The students were there for a science class. They also were participating in an experimental fish stocking program that may restore the prominence of Wisconsin’s state fish by the time the students are adults.
“I’ve heard they grow faster, and they’re going to be bigger,” said Patt, 13.
“These ones have different stripes,” Ziel said.
Wissota is one of four or five lakes in the state receiving a new strain of muskies from Minnesota. They are expected to grow larger and perhaps reproduce better than strains of muskies currently in the lake.
For years the Wisconsin DNR has been using brood stock from Bone Lake in Polk County to stock many lakes in the western part of the state, and those fish haven’t been growing very fast, said Larry Ramsell, a Hayward guide who came to Lake Wissota for the event.
Ramsell and other muskie anglers have been after the DNR to try stocking a particularly fast-growing strain of muskie from Leech Lake in Minnesota that have been responsible for some excellent big-muskie catches.
Ramsell said that, although it’s painful to admit as a Wisconsin guide, when someone asks him where to go to catch a trophy muskie he points them toward Minnesota. “If someone wants a trophy fish, they don’t have a reasonable expectation of catching one here,” Ramsell said.

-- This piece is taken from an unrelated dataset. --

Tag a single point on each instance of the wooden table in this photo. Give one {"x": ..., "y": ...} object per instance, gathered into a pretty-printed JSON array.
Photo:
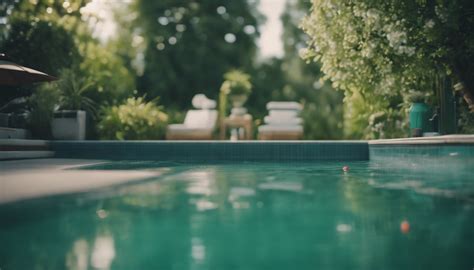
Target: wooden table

This year, after some negotiations with muskie anglers, state fish managers agreed to allow the clubs to stock the Leech Lake strain in a few lakes that do not have natural muskie reproduction.
Local fish manager Joe Kurz nominated Lake Wissota. The lake is stocked annually with muskies, but Kurz said he has not documented any natural reproduction there or in the Chippewa River downstream from Wissota.
Also, some members of the Chippewa-Falls based First Wisconsin Chapter of Muskies, Inc., were eager to try the muskie strain. The problem was that muskie clubs and states all over the country wanted to do the same thing, explained Fred Johnson of the club.
At first they were told that all the muskies were spoken for, but a commercial hatchery in Alexandria, Minn., had a good year and had some extras. The club bought 500 at about $10 each.
The young muskies were transferred to a net in the lake to get acclimated at the boat landing at the Chippewa Rod and Gun Club on the lake’s west side. The students went along, each in a different boat.
They said they volunteered for this mission because they all liked to fish, although they said they usually don’t go after muskies. “I just like to fish in general,” Ziel said.
Then, with the help of the DeLong crew, the fish were scooped up in batches of 50, fin-clipped or injected with tags for later identification.
Volunteers stocked half the muskies in Little Lake Wissota and half in the main lake.
Kurz thinks they will grow. “I predict you’ll have 45-inch fish in seven years and 50-inch fish in 10 years and lots of them,” he said.